The United States Department of Justice (“DOJ”) has intervened in two False Claims Act suits filed against the pharmaceutical giant Novartis, alleging the company paid unlawful kickbacks to physicians and pharmacies in violation of federal law. Novartis is the second-largest pharmaceutical company in the world by sales, the global headquarters of which are located in Basel, Switzerland, and American operations based in New Jersey. Both suits were filed in the U.S. Attorney’s Office for the Southern District of New York, located in Manhattan. The suits allege violations of a federal law known as the Anti-Kickback Statute.
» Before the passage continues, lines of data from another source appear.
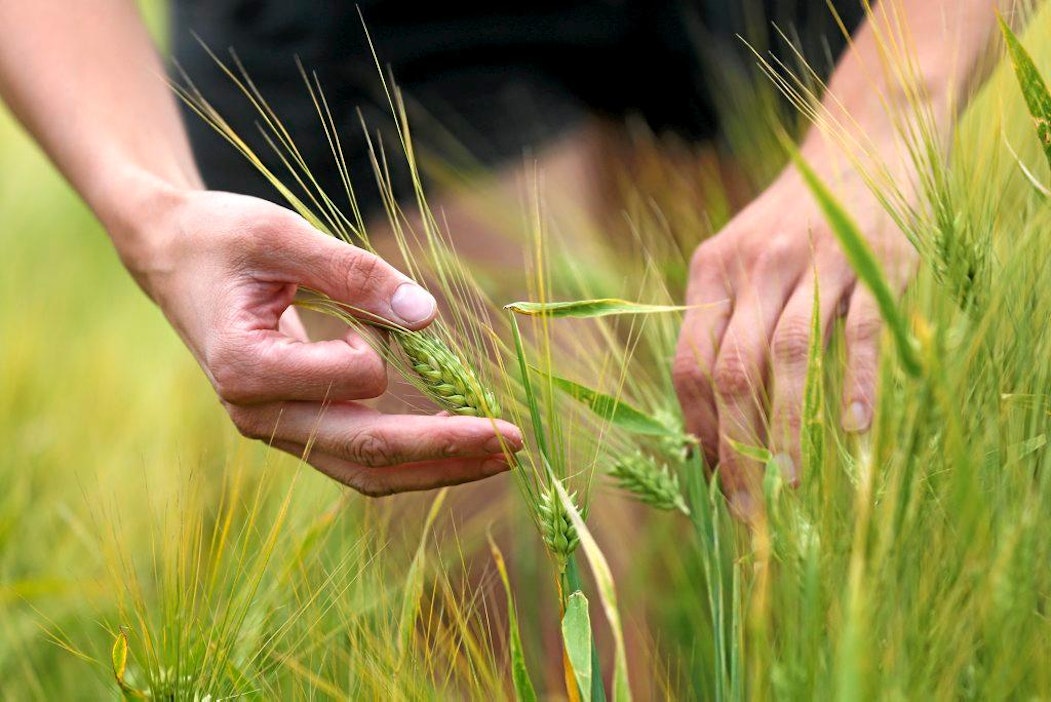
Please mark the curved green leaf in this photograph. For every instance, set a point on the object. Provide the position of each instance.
(583, 309)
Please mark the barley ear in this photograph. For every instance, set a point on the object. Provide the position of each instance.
(445, 377)
(648, 482)
(556, 529)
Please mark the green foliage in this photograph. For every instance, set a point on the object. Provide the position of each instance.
(577, 638)
(863, 261)
(1033, 87)
(640, 476)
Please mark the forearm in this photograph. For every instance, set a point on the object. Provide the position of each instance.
(910, 58)
(85, 80)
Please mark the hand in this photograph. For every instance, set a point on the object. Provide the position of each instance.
(742, 353)
(225, 269)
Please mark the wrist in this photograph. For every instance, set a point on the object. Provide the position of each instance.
(139, 213)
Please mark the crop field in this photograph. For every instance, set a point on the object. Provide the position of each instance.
(147, 551)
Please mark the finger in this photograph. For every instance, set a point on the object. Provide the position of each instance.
(361, 435)
(261, 366)
(741, 370)
(862, 333)
(789, 356)
(290, 325)
(352, 275)
(702, 330)
(739, 379)
(406, 477)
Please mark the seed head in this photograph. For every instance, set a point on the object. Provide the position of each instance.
(556, 529)
(446, 378)
(648, 482)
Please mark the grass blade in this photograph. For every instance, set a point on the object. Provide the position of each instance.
(1033, 87)
(606, 592)
(584, 309)
(519, 673)
(615, 411)
(577, 637)
(414, 581)
(812, 430)
(864, 264)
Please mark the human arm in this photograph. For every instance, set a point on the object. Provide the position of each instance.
(741, 362)
(85, 80)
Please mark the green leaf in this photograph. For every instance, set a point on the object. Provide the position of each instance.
(577, 637)
(120, 657)
(583, 309)
(606, 591)
(615, 411)
(414, 581)
(864, 264)
(1033, 88)
(757, 453)
(812, 430)
(519, 673)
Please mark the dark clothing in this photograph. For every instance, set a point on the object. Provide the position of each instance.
(496, 78)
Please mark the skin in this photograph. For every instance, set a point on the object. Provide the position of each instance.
(740, 367)
(224, 268)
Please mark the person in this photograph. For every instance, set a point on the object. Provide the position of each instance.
(87, 83)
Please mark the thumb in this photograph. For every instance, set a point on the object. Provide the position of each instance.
(357, 277)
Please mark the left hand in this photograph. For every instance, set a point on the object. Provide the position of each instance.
(741, 363)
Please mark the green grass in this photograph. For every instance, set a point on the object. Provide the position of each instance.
(913, 562)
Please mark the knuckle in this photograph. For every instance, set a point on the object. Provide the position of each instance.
(864, 328)
(231, 378)
(363, 272)
(774, 253)
(791, 343)
(370, 370)
(369, 448)
(248, 422)
(730, 376)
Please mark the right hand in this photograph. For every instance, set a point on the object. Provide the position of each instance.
(225, 269)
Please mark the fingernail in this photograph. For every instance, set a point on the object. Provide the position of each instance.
(789, 472)
(742, 506)
(857, 419)
(412, 304)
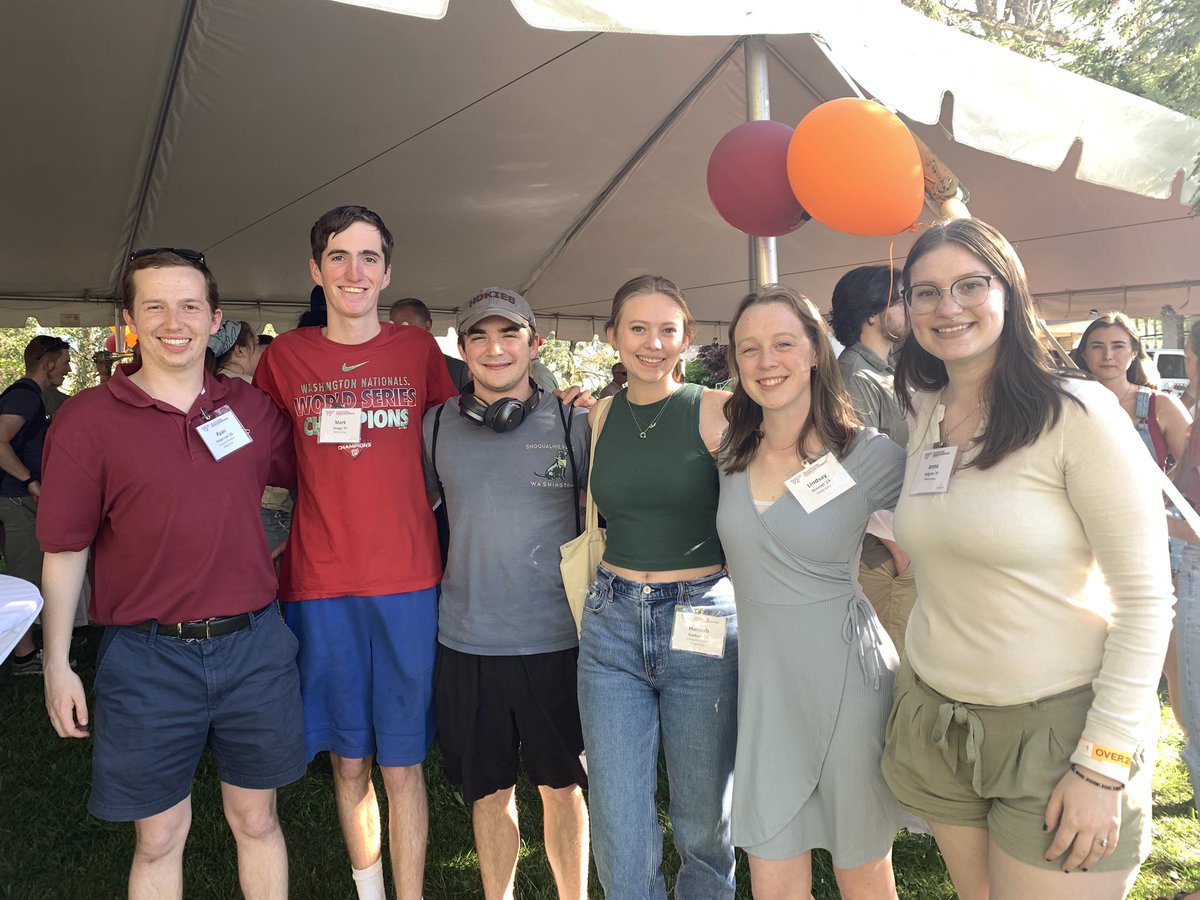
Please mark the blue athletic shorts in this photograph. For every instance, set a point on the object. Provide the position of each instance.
(161, 700)
(366, 675)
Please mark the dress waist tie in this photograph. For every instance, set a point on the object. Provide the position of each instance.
(861, 629)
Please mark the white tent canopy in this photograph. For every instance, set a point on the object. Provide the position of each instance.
(503, 154)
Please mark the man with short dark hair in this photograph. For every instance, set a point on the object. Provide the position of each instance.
(412, 311)
(508, 453)
(868, 317)
(160, 471)
(23, 424)
(363, 563)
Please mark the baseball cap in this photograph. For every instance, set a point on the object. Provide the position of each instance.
(496, 301)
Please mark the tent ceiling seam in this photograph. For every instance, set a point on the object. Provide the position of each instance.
(160, 133)
(415, 135)
(627, 169)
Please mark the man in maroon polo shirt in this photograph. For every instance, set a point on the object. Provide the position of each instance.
(161, 471)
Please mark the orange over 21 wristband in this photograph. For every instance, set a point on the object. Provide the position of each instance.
(1105, 760)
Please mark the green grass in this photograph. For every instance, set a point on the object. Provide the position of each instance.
(51, 849)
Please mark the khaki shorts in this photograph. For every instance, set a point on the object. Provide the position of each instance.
(892, 595)
(995, 767)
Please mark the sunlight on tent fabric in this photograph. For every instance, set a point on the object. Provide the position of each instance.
(675, 17)
(424, 9)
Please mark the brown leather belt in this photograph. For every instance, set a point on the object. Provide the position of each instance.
(199, 629)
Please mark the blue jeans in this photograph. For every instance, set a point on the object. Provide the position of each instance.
(633, 684)
(1187, 652)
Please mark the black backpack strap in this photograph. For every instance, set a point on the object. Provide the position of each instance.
(567, 417)
(433, 445)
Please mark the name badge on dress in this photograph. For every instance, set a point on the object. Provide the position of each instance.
(819, 483)
(223, 433)
(934, 471)
(699, 633)
(340, 426)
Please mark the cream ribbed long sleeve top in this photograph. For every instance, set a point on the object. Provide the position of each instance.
(1044, 573)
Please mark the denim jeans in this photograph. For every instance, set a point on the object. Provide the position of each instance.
(1187, 652)
(633, 685)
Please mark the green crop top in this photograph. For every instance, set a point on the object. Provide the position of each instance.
(658, 493)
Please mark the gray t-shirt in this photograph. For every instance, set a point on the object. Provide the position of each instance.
(510, 504)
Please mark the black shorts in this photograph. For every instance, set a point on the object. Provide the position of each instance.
(489, 708)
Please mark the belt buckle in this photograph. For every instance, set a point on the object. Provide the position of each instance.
(208, 629)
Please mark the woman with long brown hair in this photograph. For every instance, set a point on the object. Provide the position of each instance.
(801, 478)
(1025, 712)
(1110, 351)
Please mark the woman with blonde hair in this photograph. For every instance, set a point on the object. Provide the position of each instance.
(1025, 713)
(659, 646)
(801, 478)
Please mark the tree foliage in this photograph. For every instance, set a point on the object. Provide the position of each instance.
(587, 364)
(84, 343)
(1146, 47)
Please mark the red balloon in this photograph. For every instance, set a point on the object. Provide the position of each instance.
(855, 167)
(748, 180)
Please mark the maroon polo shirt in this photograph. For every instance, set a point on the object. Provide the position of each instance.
(178, 535)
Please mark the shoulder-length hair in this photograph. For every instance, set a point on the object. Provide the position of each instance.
(1023, 394)
(831, 413)
(1137, 372)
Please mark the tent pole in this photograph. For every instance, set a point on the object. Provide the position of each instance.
(763, 262)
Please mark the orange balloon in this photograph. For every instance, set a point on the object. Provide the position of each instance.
(855, 167)
(131, 339)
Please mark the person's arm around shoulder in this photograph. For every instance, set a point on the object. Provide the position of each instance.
(882, 468)
(712, 418)
(867, 397)
(1174, 421)
(65, 699)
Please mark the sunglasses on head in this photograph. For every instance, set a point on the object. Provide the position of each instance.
(193, 256)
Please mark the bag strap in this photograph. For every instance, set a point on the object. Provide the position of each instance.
(567, 417)
(433, 447)
(1180, 501)
(592, 515)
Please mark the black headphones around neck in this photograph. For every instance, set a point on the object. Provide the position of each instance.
(501, 417)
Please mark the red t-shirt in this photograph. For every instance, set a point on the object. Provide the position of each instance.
(177, 533)
(361, 522)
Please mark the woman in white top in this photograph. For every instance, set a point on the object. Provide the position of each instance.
(1025, 714)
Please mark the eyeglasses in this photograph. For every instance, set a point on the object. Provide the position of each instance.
(967, 292)
(192, 256)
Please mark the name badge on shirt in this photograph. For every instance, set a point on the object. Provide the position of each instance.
(819, 483)
(223, 433)
(934, 471)
(699, 633)
(340, 426)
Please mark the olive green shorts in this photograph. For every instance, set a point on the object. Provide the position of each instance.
(995, 768)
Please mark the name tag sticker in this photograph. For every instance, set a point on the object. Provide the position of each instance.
(819, 483)
(223, 433)
(934, 471)
(340, 426)
(699, 633)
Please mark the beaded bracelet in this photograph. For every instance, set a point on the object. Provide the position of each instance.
(1093, 781)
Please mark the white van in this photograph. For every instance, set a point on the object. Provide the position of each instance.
(1173, 375)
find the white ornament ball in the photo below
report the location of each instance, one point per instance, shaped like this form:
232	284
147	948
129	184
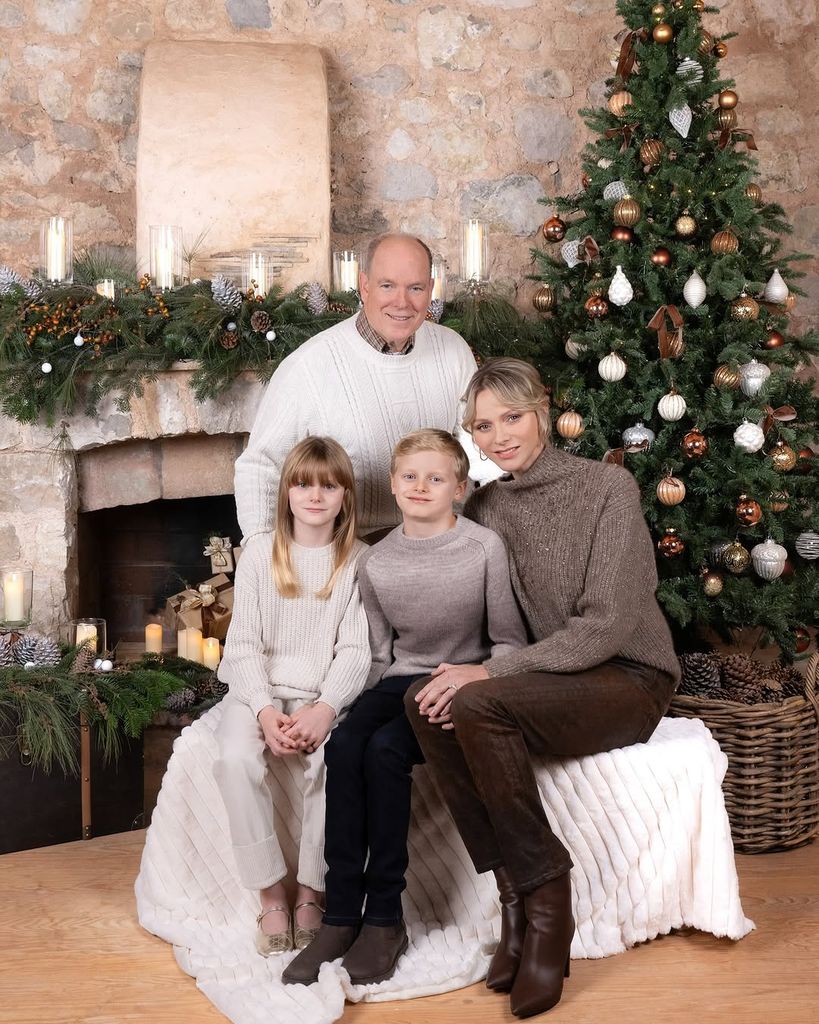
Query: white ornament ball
672	407
751	377
611	368
769	559
620	291
808	545
776	289
748	436
694	291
In the first suit filed by federal prosecutors, the United States alleges that Novartis paid kickbacks to pharmacies in exchange for switching patients from CellCept, a brand name immunosuppressant manufactured by Hoffmann-La Roche (a competing Swiss pharmaceutical company), or a generic version, to Myfortic, Novartis’s immunosuppressant drug. The payments to pharmacies were characterized as “rebates” and “discounts,” a common practice by which drug companies seek to disguise unlawful attempts to induce pharmacy referrals of drugs to be reimbursed by federal health insurance programs.
Only days later, a second suit was filed in connection with Novartis’s allegedly pervasive use of kickbacks to physicians in exchange for prescriptions of Novartis products. According to the complaint, Novartis paid doctors “honoraria” fees for endorsing and speaking about certain drugs, including hypertension drugs Lotrel and Valturna as well as its diabetes medication, Starlix. While it is not per se unlawful for physicians to accept compensation for appearing at events sponsored by pharmaceutical companies or speaking favorably about a company’s drug, such fees are often nothing more than unlawful kickbacks in disguise. In this case, the government claims that Novartis sponsored events and paid doctors to attend events which were essentially social gatherings for doctors with only de minimis educational value. In many instances, doctors spent little or no time discussing the drugs at issue, and some of the purported speaker events either did not occur at all or had very few attendees. The kickback scheme is also alleged to have included elaborate dinners; one such meal at a restaurant in Washington, D.C. cost $672 dollars per person.